In 1997, John Prescott said, "I will have failed in this if in five years there are not many more people using public transport and far fewer journeys by car. It is a tall order, but I want to hold me to it."
The Road Traffic Statistics for Britain 2002 show:
· Car traffic levels rose by 2.6 per cent.
· Two-wheeled motor vehicle traffic rose more than other categories with motorcycle traffic seeing a rise of 5.5 per cent.
· Motorway traffic rose by 1.9 per cent.
· Traffic on minor roads rose by 4 per cent.
Don Foster MP, Liberal Democrat Shadow Transport Secretary, said:
"John Prescott's five years are up, and traffic is up. This shows just how worthless a pledge from Labour is.
"The Government have failed, by their own standards, to tackle the remorseless rise of car traffic.
"Alastair Darling must realise that the Government cannot simply build its way out of congestion.
"The only solution to reducing car traffic is to provide safe, reliable and affordable public transport."
ENDS (See Notes to Editors)
Notes to Editors
1. The Department for Transport Report Road Traffic Statistics for Britain: 2002, published today, reveals that estimated traffic levels rose by 2.6 per cent between 2001 and 2002.

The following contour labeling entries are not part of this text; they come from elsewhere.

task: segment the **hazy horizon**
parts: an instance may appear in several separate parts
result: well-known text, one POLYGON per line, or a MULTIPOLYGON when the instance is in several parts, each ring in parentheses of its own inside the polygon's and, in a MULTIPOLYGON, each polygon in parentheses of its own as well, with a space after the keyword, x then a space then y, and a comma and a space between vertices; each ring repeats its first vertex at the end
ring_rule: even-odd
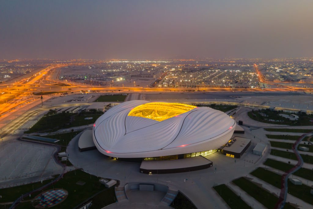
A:
POLYGON ((0 2, 0 59, 313 57, 313 2, 0 2))

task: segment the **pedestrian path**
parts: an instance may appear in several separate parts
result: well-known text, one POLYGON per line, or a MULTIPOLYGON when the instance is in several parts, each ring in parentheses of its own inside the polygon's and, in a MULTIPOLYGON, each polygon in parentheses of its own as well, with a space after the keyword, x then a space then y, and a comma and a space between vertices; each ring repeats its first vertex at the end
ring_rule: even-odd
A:
POLYGON ((259 208, 259 209, 265 209, 266 208, 264 206, 260 203, 259 202, 252 197, 249 194, 232 182, 228 183, 227 185, 227 186, 232 190, 235 194, 237 194, 237 195, 239 195, 242 200, 252 208, 259 208))
POLYGON ((115 195, 116 196, 117 201, 119 202, 128 199, 125 192, 125 188, 124 186, 115 187, 115 195))
POLYGON ((178 193, 178 191, 169 189, 163 199, 161 201, 165 204, 170 205, 178 193))

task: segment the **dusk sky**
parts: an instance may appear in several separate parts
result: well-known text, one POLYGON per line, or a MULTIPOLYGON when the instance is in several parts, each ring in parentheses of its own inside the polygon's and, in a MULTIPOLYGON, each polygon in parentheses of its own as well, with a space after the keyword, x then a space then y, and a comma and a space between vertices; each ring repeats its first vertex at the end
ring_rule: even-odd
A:
POLYGON ((313 1, 0 1, 0 59, 313 56, 313 1))

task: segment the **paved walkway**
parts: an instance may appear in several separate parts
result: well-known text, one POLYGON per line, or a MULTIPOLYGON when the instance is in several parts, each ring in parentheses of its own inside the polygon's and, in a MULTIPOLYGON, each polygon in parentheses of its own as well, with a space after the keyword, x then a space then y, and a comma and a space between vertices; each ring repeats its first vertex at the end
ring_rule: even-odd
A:
MULTIPOLYGON (((278 161, 284 162, 286 163, 288 163, 288 162, 290 161, 290 164, 295 165, 297 164, 297 163, 298 162, 296 160, 290 159, 288 158, 285 158, 279 157, 278 156, 275 156, 271 154, 269 156, 268 158, 275 160, 277 160, 278 161)), ((308 169, 312 170, 312 168, 313 168, 313 164, 307 163, 304 163, 303 165, 302 165, 301 168, 307 168, 308 169)))
POLYGON ((307 135, 312 133, 304 134, 297 140, 292 145, 292 150, 295 154, 298 162, 293 168, 285 172, 283 174, 281 178, 281 188, 280 193, 279 196, 278 201, 275 206, 275 208, 283 208, 285 205, 287 199, 288 191, 288 179, 290 175, 297 171, 301 167, 303 164, 303 160, 297 150, 299 144, 307 135))
MULTIPOLYGON (((250 174, 248 174, 247 177, 250 178, 250 180, 252 181, 259 184, 262 185, 262 187, 270 193, 274 194, 276 196, 278 196, 278 195, 280 192, 280 190, 271 184, 270 184, 265 181, 256 178, 254 176, 250 174)), ((312 206, 310 204, 298 198, 292 196, 291 195, 288 194, 286 202, 292 203, 293 204, 296 204, 298 206, 303 207, 303 208, 309 208, 312 206)))
POLYGON ((265 209, 267 208, 263 205, 257 200, 252 197, 250 195, 246 192, 239 186, 232 182, 227 184, 227 186, 235 193, 235 194, 239 195, 243 200, 246 202, 248 205, 251 206, 253 208, 259 208, 259 209, 265 209))
MULTIPOLYGON (((263 165, 261 167, 262 168, 264 168, 267 170, 271 171, 273 173, 275 173, 279 174, 280 175, 281 175, 284 173, 284 171, 280 170, 279 170, 278 169, 277 169, 276 168, 272 168, 272 167, 270 167, 265 165, 263 165)), ((302 177, 300 177, 297 175, 295 175, 294 174, 291 175, 289 177, 289 178, 290 179, 294 178, 298 179, 302 181, 302 184, 303 184, 307 185, 309 186, 313 186, 313 181, 311 181, 307 179, 305 179, 302 178, 302 177)))
MULTIPOLYGON (((290 152, 291 153, 294 153, 293 151, 291 149, 286 149, 284 148, 280 148, 279 147, 272 147, 271 149, 276 149, 277 150, 280 150, 282 151, 285 151, 285 152, 290 152), (287 150, 288 151, 287 151, 287 150)), ((308 155, 313 156, 313 152, 305 152, 305 151, 301 151, 300 150, 298 150, 299 153, 301 154, 307 154, 308 155)))

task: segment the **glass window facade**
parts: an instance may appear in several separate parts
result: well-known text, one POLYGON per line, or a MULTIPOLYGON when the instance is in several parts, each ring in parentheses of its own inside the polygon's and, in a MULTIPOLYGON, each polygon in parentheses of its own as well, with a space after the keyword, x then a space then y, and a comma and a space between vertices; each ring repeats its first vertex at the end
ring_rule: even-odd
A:
POLYGON ((203 157, 212 154, 218 151, 218 149, 212 149, 207 151, 194 152, 192 153, 184 154, 183 155, 168 155, 167 156, 161 156, 160 157, 154 157, 150 158, 145 158, 143 159, 144 160, 175 160, 181 158, 192 158, 193 157, 197 157, 202 155, 203 157), (182 156, 180 157, 180 155, 182 156))

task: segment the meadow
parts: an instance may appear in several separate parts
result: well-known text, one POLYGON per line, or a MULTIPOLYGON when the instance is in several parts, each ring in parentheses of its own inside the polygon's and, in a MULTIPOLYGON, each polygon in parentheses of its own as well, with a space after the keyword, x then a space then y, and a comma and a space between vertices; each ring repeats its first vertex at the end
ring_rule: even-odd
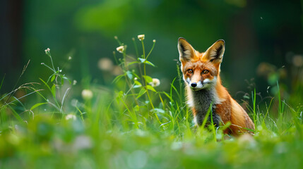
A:
MULTIPOLYGON (((110 87, 69 79, 47 49, 43 57, 49 62, 41 71, 52 72, 48 79, 37 77, 37 82, 21 85, 17 80, 11 92, 1 94, 1 168, 302 168, 299 90, 286 99, 277 80, 276 94, 260 99, 251 88, 239 102, 245 102, 255 124, 253 135, 224 134, 230 124, 197 127, 185 103, 179 64, 170 90, 158 91, 161 82, 146 73, 156 68, 148 59, 157 42, 145 46, 138 36, 126 46, 115 39, 117 73, 110 87), (136 54, 129 55, 129 47, 136 54)), ((106 79, 114 70, 104 61, 106 79)), ((23 73, 26 65, 16 79, 23 73)))

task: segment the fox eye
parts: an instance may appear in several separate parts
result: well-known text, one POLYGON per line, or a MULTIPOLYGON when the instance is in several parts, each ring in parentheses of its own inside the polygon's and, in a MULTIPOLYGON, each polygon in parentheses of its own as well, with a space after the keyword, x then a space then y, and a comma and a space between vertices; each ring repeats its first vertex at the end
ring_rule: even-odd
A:
POLYGON ((203 70, 203 74, 208 74, 208 70, 203 70))

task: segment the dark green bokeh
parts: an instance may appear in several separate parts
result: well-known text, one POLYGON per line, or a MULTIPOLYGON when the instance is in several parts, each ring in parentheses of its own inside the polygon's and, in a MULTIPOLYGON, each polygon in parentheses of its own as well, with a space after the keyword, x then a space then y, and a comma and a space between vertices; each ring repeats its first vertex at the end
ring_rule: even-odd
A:
POLYGON ((71 80, 110 85, 97 61, 105 57, 114 61, 112 51, 119 46, 115 35, 128 45, 129 54, 135 54, 131 38, 141 34, 145 35, 148 48, 153 39, 157 40, 150 57, 157 68, 149 68, 148 74, 167 79, 161 84, 164 89, 177 75, 177 43, 183 37, 200 51, 219 39, 225 40, 222 76, 236 97, 243 96, 237 92, 249 92, 246 80, 256 84, 263 95, 266 95, 268 85, 274 85, 271 80, 278 79, 287 92, 292 92, 295 87, 302 91, 302 79, 295 75, 298 68, 292 62, 303 52, 299 1, 32 0, 24 1, 22 9, 20 54, 14 56, 21 61, 19 68, 1 70, 1 77, 6 73, 1 92, 12 89, 11 84, 29 59, 19 84, 47 78, 49 75, 40 63, 49 62, 44 54, 47 47, 56 65, 64 66, 71 80), (71 61, 69 56, 73 58, 71 61), (265 78, 262 70, 257 75, 263 62, 273 65, 273 74, 265 75, 265 78), (277 73, 283 65, 286 76, 277 73))

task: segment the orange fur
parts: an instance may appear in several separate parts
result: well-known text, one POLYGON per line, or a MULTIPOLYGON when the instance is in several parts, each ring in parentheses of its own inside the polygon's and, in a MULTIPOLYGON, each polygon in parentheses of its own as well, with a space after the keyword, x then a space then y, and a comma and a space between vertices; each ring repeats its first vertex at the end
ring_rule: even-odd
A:
POLYGON ((254 124, 246 111, 222 85, 220 65, 225 51, 224 41, 218 40, 206 52, 200 53, 184 39, 179 38, 178 49, 187 101, 195 122, 201 125, 205 110, 213 103, 214 118, 217 117, 216 119, 224 124, 232 123, 225 133, 238 135, 247 132, 246 128, 254 130, 254 124))

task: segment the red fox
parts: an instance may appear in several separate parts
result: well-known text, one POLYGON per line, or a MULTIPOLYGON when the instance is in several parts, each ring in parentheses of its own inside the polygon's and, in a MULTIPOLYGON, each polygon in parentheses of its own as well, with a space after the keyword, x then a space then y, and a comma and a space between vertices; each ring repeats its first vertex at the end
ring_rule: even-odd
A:
MULTIPOLYGON (((212 104, 213 121, 231 123, 224 132, 238 135, 254 130, 254 124, 243 108, 230 96, 221 84, 220 66, 225 50, 224 40, 218 40, 206 52, 196 51, 187 41, 178 42, 181 70, 186 84, 187 104, 191 108, 196 125, 201 125, 212 104)), ((209 115, 209 121, 210 115, 209 115)))

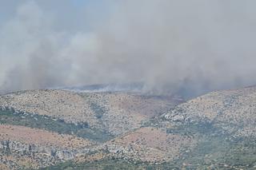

2. On 6th June 1997, The Guardian reported that the Deputy Prime Minister, and then Secretary of State for Transport, John Prescott MP had said:
"I will have failed in this if in five years there are not many more people using public transport and far fewer journeys by car. It is a tall order, but I want to hold me to it."
On 20th October 1998, Tom Brake MP quoted the pledge and asked Mr Prescott if he would reassure MPs that "the Government will keep their election promises and reduce traffic levels overall, not merely the growth in traffic?"
Mr. Prescott confirmed the pledge.
"The hon. Gentleman quoted both the question and the answer and I agree to keep to that commitment: judge my performance in five years."
On 18th November 1999, Don Foster MP again quoted the promise and asked
"The right hon. Gentleman's clear intention was to reduce the absolute number of journeys taken by car. I shall be grateful if he intervenes to confirm that he intends to hold to that promise."
Mr. Prescott did intervene to say he was on the way to meeting the pledge
"I am happy to respond and to tell the hon. Gentleman that the process is already under way. In the past two years, more people have started to use public transport, which is the first stage of achieving our goal ... I readily set the target for myself and I am glad that we are on the way to achieving it."